Espaço do Diário do Minho

Construir e defender a democracia
10 Jan 2019
Silva Araújo

1.Um dos temas da mensagem de Ano Novo do senhor Presidente da República foi a defesa da democracia.

«Não há ditadura, mesmo a mais sedutora, que substitua a democracia, mesmo a mais imperfeita», disse.

Mas advertiu: «Não há democracia que dure onde apenas alguns, poucos, concentrem tanto quanto todos os demais».

«Pensem, alertou também, como demorou tempo e foi custoso pôr de pé uma democracia e como é fácil destruí-la, com arrogâncias intoleráveis, com promessas impossíveis, com apelos sem realismo, com radicalismos temerários, com riscos indesejáveis».

Winston Churchill afirmou um dia:

«Ninguém pretende que a democracia seja perfeita ou sem defeito. Tem-se dito que a democracia é a pior forma de governo, salvo todas as demais formas que têm sido experimentadas de tempos em tempos».

«A democracia é o pior dos regimes políticos, mas não há nenhum sistema melhor que ela», disse ainda.

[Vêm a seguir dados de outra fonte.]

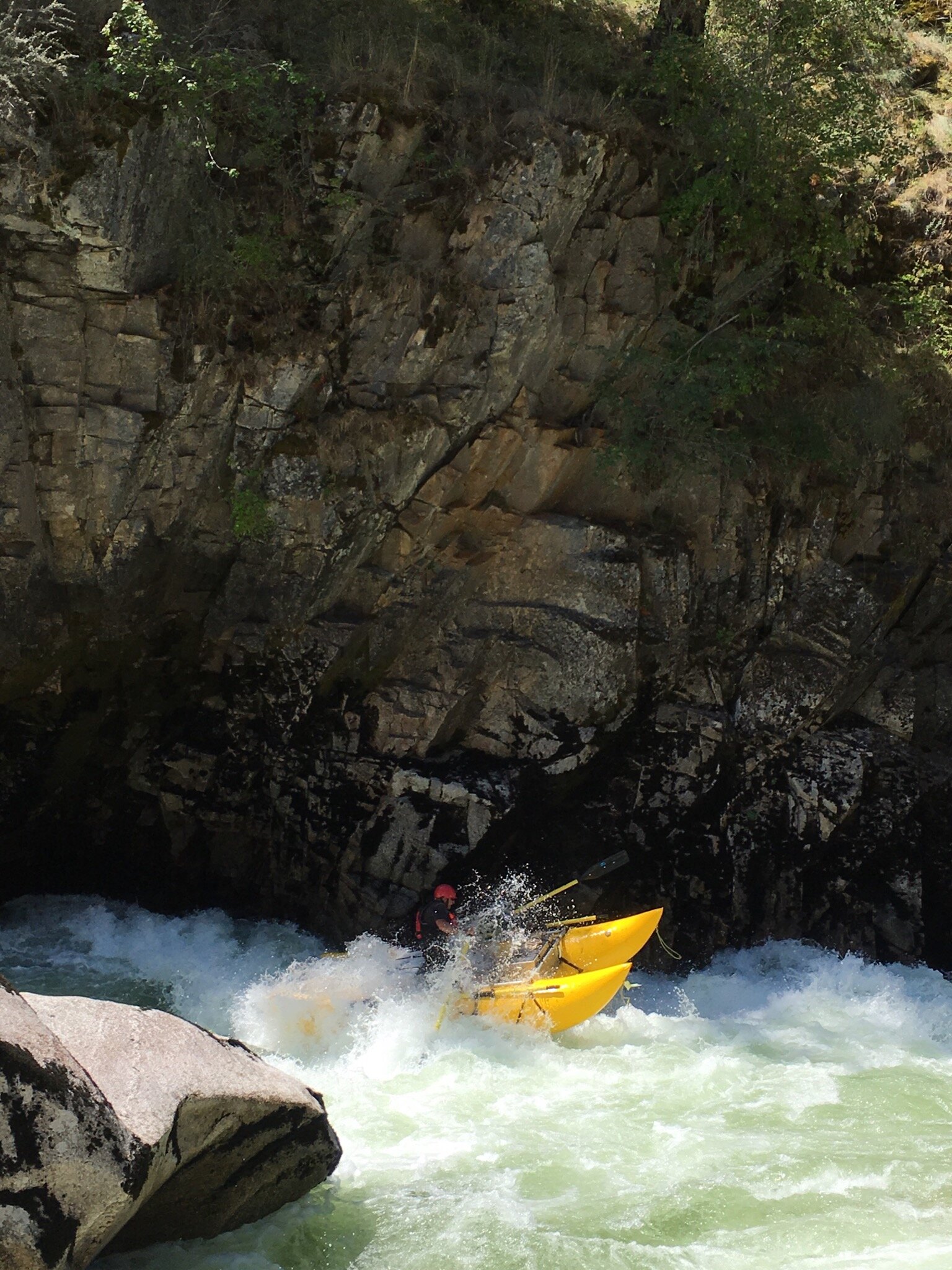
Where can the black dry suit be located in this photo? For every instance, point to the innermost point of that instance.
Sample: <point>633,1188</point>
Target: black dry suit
<point>430,939</point>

A democracia tem exigências e fragilidades. Houve ditadores que começaram por ser eleitos democraticamente.

2.A democracia constrói-se com verdadeiros democratas, e não com ditadores travestidos de democratas.

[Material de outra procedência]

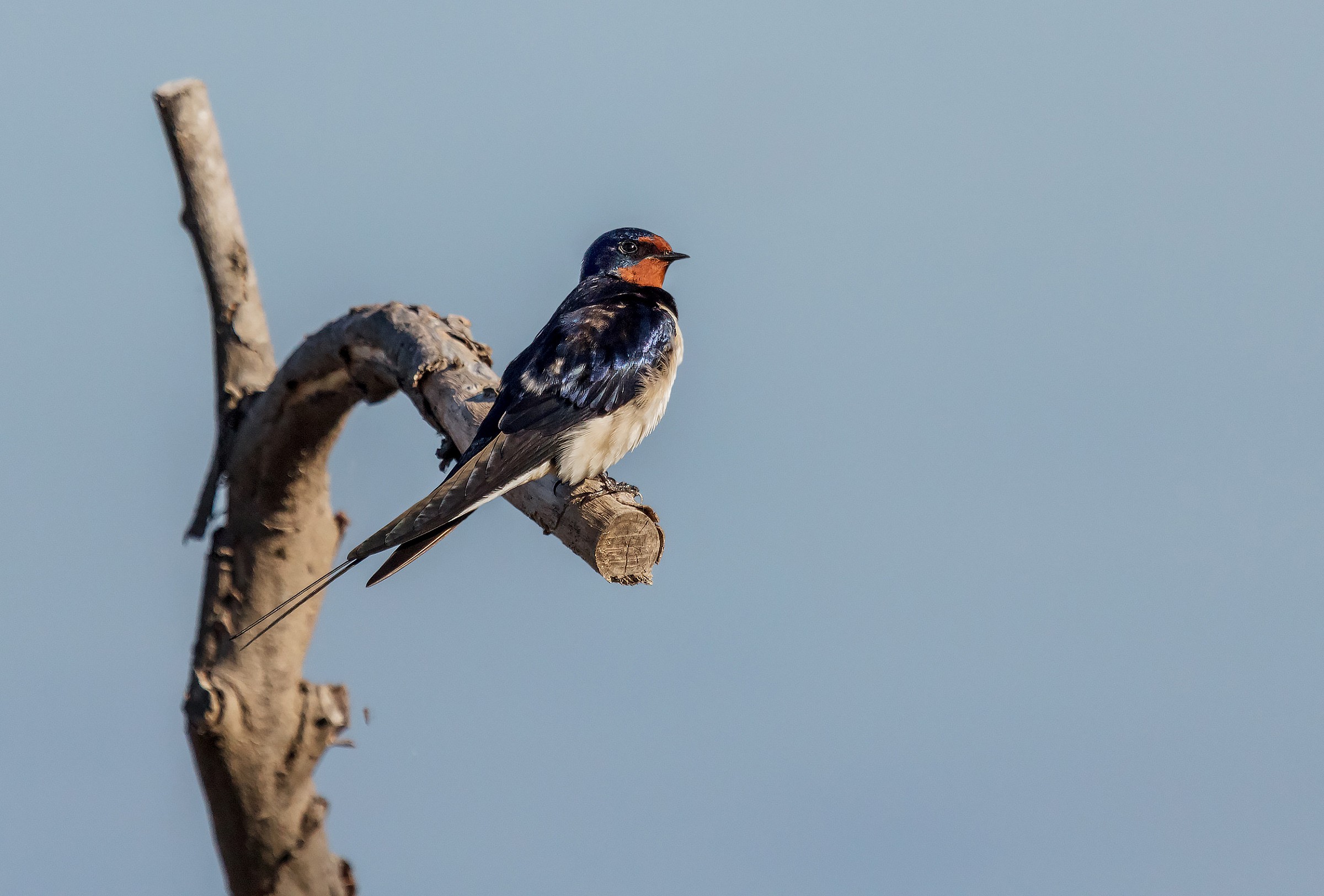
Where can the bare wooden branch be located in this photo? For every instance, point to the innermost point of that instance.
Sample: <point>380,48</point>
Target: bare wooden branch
<point>243,349</point>
<point>256,727</point>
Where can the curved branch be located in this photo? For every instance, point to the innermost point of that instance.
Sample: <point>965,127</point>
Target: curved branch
<point>256,727</point>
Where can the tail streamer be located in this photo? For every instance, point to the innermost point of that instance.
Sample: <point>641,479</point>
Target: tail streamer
<point>298,600</point>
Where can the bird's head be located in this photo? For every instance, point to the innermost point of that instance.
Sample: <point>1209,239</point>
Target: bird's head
<point>631,254</point>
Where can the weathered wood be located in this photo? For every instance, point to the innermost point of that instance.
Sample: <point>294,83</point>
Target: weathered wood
<point>242,346</point>
<point>257,728</point>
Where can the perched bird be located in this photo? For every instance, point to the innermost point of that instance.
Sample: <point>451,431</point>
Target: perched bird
<point>586,392</point>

Constrói-se com pessoas que respeitam os outros na sua dignidade e nos seus direitos.

Com pessoas que reconhecem e respeitam os legítimos limites da liberdade.

Com pessoas que propõem com toda a clareza o seu pensamento e respeitam aos outros o direito de discordarem.

Com pessoas que sabem discordar sem ofender, sem agredir física ou verbalmente, sem pretender fazer valer as suas discutíveis opiniões recorrendo à razão da força contra a força da razão.

Com pessoas que se não consideram donas da verdade absoluta.

Com pessoas para quem o diálogo é o direito de falar e o dever de ouvir.

Com pessoas para quem há valores intocáveis, como a vida, a verdade, a justiça, a honestidade, o direito ao bom nome e à legítima defesa, o direito a repor a verdade quando esta é ofendida

Com pessoas que sabem servir sem se servirem e recusam viver à custa dos outros, explorando-os seja de que modo for.

A democracia constrói-se com pessoas dedicadas à causa pública, que colocam o bem comum acima dos interesses individuais.

Não há democracia sem justiça social, sem combate à pobreza, sem correção das desigualdades.

«Podemos e devemos ter a ambição de ultrapassar a condenação de um de cada cinco portugueses à pobreza e a fatalidade de termos Portugais a ritmos diferentes, com horizontes muito desiguais», advertiu o senhor Presidente da República.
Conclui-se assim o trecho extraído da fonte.